By Yuras Karmanau and Nataliya Vasilyeva - Associated Press - Friday, November 30, 2018, The Washington Times
Image from article, with caption: Ukrainian soldiers drive APCs near Urzuf, south coast of Azov sea, eastern Ukraine, Thursday, Nov. 29, 2018. Ukraine put its military forces on high combat alert and announced martial law this week after Russian border guards fired on and seized three Ukrainian ships in the Black Sea. (AP Photo/Evgeniy Maloletka)
KIEV, Ukraine (AP) — Ukrainian officials on Friday upped the ante in the growing confrontation with Russia, announcing a travel ban for most Russian males and searching the home of an influential cleric of the Russian Orthodox Church.

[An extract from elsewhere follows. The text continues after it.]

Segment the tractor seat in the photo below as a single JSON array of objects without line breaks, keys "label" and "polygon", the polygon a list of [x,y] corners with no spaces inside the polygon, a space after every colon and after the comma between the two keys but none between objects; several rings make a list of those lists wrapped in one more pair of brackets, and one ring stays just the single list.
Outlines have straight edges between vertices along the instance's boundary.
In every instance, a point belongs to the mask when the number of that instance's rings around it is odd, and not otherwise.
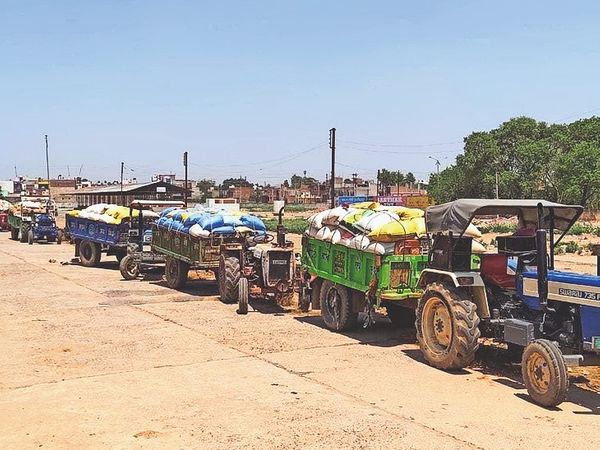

The long-simmering conflict bubbled over Sunday when Russian border guards rammed into and opened fired on three Ukrainian vessels near the Crimean Peninsula, which Moscow annexed in 2014. The vessels were trying to pass through the Kerch Strait on their way to the Sea of Azov. The Russians then captured the ships and 24 crew members.
The Ukrainian parliament on Monday adopted the president’s motion to impose martial law in the country for 30 days in the wake of the standoff.
There has been growing hostility between Ukraine and Russia since Moscow’s annexation of the Crimean Peninsula from Ukraine in 2014. Russia has also supported separatists in Ukraine’s east with clandestine dispatches of troops and weapons. Fighting there has killed at least 10,000 people since 2014 but eased somewhat after a 2015 truce.
Petro Tsygykal, chief of the Ukrainian Border Guard Service, announced at a security meeting on Friday that all Russian males between 16 and 60 will be barred from traveling to the country while martial law is in place.
President Petro Poroshenko told the meeting that the measures are taken “in order to prevent the Russian Federation from forming private armies” on Ukrainian soil.